Mittwoch, 16. April 2003

Telekomregulator senkt Zusammenschaltungsentgelte

  • Allerdings nur für A1 und T-Mobile
  • Mobilkom erhebt Einspruch beim VwGH und VfGH

Die oberste Telekomregulierungsbehörde, die Telekom Control Kommission (TKK), hat die Zusammenschaltungsentgelte (Interconnection Fees) für Mobilkom und T-Mobile Austria erneut gesenkt. Dies erklärte der Vorsitzende der TKK, Eckhard Hermann. Bei tele.ring bleibt diese Gebühr unverändert, für One wurde kein Regulierungsantrag gestellt. Die Mobilkom will gegen die Entscheidung Beschwerde sowohl beim Verwaltungsgerichtshof (VwGH) als auch beim Verfassungsgerichtshof (VfGH) einlegen.

Die Zusammenschaltungsentgelte sind jene Tarife, die ein Telekom- oder Mobilfunkbetreiber von einem Konkurrenten erhält, wenn er einen Anruf aus dem Netz des Konkurrenten zu einem Teilnehmer durchstellt. Sie stellen damit eine wesentliche Basis für die Endkundentarife dar.

Absenkung erfolgt in zwei Stufen
Die Absenkung erfolgt in zwei Stufen rückwirkend per 1.4.2003 bzw. in weiterer Folge am 1.9.2003 und gilt bis 30.9.2003. Die Mobilkom darf demnach zunächst statt bisher 11,25 Cent nur mehr 11,11 Cent und im zweiten Schritt nur noch 10,86 Cent verlangen.
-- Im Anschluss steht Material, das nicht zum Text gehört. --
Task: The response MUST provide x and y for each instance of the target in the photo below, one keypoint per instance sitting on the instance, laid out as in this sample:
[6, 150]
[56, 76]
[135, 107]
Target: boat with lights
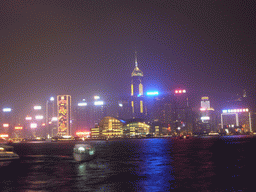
[7, 155]
[83, 152]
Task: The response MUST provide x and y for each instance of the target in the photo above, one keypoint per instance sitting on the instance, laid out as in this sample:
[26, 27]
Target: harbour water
[156, 164]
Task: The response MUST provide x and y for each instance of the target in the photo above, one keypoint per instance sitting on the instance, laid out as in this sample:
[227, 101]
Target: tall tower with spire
[137, 94]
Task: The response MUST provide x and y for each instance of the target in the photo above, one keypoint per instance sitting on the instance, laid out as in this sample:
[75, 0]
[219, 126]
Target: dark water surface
[195, 164]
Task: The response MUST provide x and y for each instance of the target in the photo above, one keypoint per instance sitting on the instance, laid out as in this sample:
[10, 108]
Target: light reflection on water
[200, 164]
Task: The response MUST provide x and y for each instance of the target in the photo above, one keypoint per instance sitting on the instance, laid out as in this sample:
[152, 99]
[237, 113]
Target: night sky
[86, 47]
Für T-Mobile werden die Entgelte zunächst von 10,75 auf 10,61 Cent und dann auf 10,28 Cent gesenkt. tele.ring darf unverändert 19,62 Cent verlangen.

Kostenentwicklung als Begründung
Begründet wird diese Entscheidung mit der Kostenentwicklung. Bei allen Mobilfunkbetreibern - ausgenommen tele.ring, wo die Kosten unverändert hoch seien - hätten die Aufwendungen "eine sinkende Tendenz" gezeigt. Laut Hermann werden die Betreiber verpflichtet, ihre Kostensenkungen zur Hälfte weiterzugeben - zur Hälfte deshalb, weil die Kosten für den Aufbau der neuen UMTS-Netze noch nicht einberechnet wurden und damit die Betreiber einen weiteren Anreiz zur Senkung ihrer Kosten hätten, sagt Hermann.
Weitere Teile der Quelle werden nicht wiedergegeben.